Tuesday, October 11

Stepping Out: The Application Becomes the Platform

AJAX. Heard of it? You will. You've already seen it in action on the Web somewhere. How about Widgets? No, not for Mac (although that's where they come from) - for Windows. I actually made on the other day. Heard about Google's API's being open? How about the Google sidebar? MSN revealing its APIs? America's Army (the free game) now has a site touting its availability (the game's) as a platform. How about the fact that the highly anticipated release of Civilization 4, the latest installment in one of the most profitable game franchises ever (and one frequently cited as educational), is being built from the ground up in way that will empower people to change the game in more ways than have ever been possible before?

What is all this pointing to? Simply my new mantra - the application is becoming the platform. Wikis, blogs, podcasting - all part of the same dynamic. Call it what you will but things that we used to think of as "applications" - discrete programs used for specific purposes, a search engine, a game, are becoming platforms for development. The first browser was an application unti people started developing for the Web instead of the Net. eBay was an application, an auction site, until people started developing programs that were based on eBay - like automated auction programs.
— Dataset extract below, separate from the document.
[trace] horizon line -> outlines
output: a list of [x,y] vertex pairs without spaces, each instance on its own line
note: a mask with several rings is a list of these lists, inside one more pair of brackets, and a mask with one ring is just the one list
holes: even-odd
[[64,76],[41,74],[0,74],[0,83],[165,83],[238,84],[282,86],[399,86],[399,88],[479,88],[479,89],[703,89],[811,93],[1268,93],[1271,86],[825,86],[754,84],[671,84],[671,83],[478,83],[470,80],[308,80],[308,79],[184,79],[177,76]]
This isn't exactly breakthrough thinking here but my question is really...where is this dynamic happening in the learning world? This is as much me actually asking the question and looking for answers as it is a rhetorical device. I want to know. Who are the folks creating "learning platforms" on which future learning applications will be able to be developed? If the answer here is silence or even a muted reply, then the next question must be why? Why, in the face of such staggering successes in other fields (computer gaming really took off with the release of the first DOOM in 1993 and that was largely due to two factors - they gave away the first three levels for free and it came with an editor - that's right, from its release it was sold, marketed and exploded at least in part because it became a platform.

So one final time and then I'll be quiet - who is developing learning products which can both serve a primary function as a learning product but are also designed to act as development platforms - at little or no additional cost?

4 comments:

Bryan Menell said...

I've been asking the same questions for months now. Why aren't we applying Web 2.0 concepts to learning? I call it Learning 2.0.

It's hard to find any examples.

I would say the web is the platform, not the application. Then we have a collection of "loosely joined" microplatforms like flickr, del.icio.us, and salesforce.com. Which leads to your question:

Where are the cool microplatforms for learning?

Flickr sometimes deploys new builds every half hour. When we launch a learning module, how often does it get revised? The wave of blogs have taught us that it's not about publishing, it's about participation. Where are the collaborative learning platforms?

I could go on, but I am attempting to elaborate on these issues in my blog at www.learning20.com.

Thanks for bringing this issue to the forefront!

Mark said...

Bryan,

One thing that I am wondering about is whether or not the microplatforms for learning already exist but what is missing is our collective ability to mentally "see" these pieces as something larger. What appears to me to be a pile of junk could appear to a mechanical engineer to be the basis for an engine. Are we looking at the pieces already available with the right set of eyes?

Bryan Menell said...

Could I use Writely to create content? Could I pull photos from Flickr into my learning module?

Like the engineer who sees the building blocks of an engine, it just takes some bright learning people to create a little glue to weave these services into something useful for the learning community.

David Grebow said...

I think this blog is an ecellent example of some of the forward-looking visionary thinking that VERY few people in what we loosely refer to as The Learning Community are doing.

You're making a huge assumption - that the people in this community are technically adept, tecnologically curious and looking for a better way.

My experience is that, for the most part,'they' are non of the above. In many cases I have been surprised by their lack of technical knowledge and levels of skill. The self-define and are labeled 'Educators'or 'Instructors'or 'Instructional Designers' or something that has (in their minds) very little to do with technology and the way it can impact the learning process.

As a good point in case, some of the best blogs I've read in this blog, and others focused on learning, education or a related topic, have surfaced some of the best research, ideas from neurosciences, new technology etc.. I imagined that they would get tons of comments. Mostly nada. Seems like no one is reading, or if they are, no one cares. I doubt if no more than Mark and Bryan are even reading this far into the comments (okay add in David Lee our illustrious Blogmeister).

I have my thoughts about why, some are touched upon above. Mainly I attribute it to being in that transitional space between BIG models and paradigms - analog to digital, industrial to knowledge, etc. The Rule Number 33 is: It's always easier to do it the way we're used to that try something new.

A legacy perhaps of how we learned to be when we were in school?

So maybe at the outset of this 'incunabula' period, you are doing exactly what needs be done. Surface the issues, be persistent, be the change agents for the future.

Thanks for the great post and comments!